All acts of urination in the story seem to be tinged with an air of the illicit or the gauche: Ennis relieving himself in the sink (suggesting gaucheness or laziness), the two lads letting loose on Brokeback (illustrating freedom from restraint), and Old Man Twist's humiliating inundation of his young son (an abusive act redolent of contempt and sexual sadism).

Front-Ranger:
From the story's prologue:

[Ennis] gets up, scratching the grey wedge of belly and pubic hair, shuffles to the gas burner, pours leftover coffee in a chipped enamel pan; the flame swathes it in blue. He turns on the tap and urinates in the sink, pulls on his shirt and jeans, his worn boots, stamping the heels against the floor to get them full on.

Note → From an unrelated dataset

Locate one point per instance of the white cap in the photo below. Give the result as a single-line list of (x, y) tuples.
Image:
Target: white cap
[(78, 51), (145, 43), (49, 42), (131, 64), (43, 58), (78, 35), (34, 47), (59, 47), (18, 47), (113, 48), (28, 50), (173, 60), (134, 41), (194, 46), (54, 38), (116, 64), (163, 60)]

This starts the story out on a depressing note. Ennis is a washed up guy who shuffles, settles for warmed over leftover coffee, pees in the sink, and hurriedly pulls on worn boots. The only thing that stands out here is the flame that swathes the coffee in its blue flame. Blue is a reminder of Jack, and the flame tells us that Ennis still carries the torch for Jack after all these years.

moremojo:

--- Quote from: Front-Ranger on February 14, 2007, 09:19:44 pm --- Ennis is a washed up guy who shuffles, settles for warmed over leftover coffee, pees in the sink, and hurriedly pulls on worn boots.
--- End quote ---
Notice how no mention is made of Ennis donning underwear or socks, just as years (decades) earlier, Jack noted their absence when Ennis undressed in preparation for bathing on Brokeback. This adds emphasis to Ennis's poverty throughout his life.
--- Quote from: Front-Ranger on February 14, 2007, 09:19:44 pm ---Blue is a reminder of Jack,...
--- End quote ---
Blue is very much associated with movie-Jack, but is the story's character specifically linked to this color? (I'm sorry, I don't have the short story in front of me, and cannot recall such this specific element right now).

HerrKaiser:
Obviously, the short story came first, and in spite of the author's endorsement of the screenplay, had Larry McMurtry not done his Hollywoodization and had Lee not selected two young, very attractive men to play the roles, I think the love affair the the film, and Ledger and Gyllenhall specifically, would be much less.

neither man was as the book described them to be physically, in terms of standard sex appeal. So, it is hard to compare such aspects from the story vs the screenplay, in my opinion.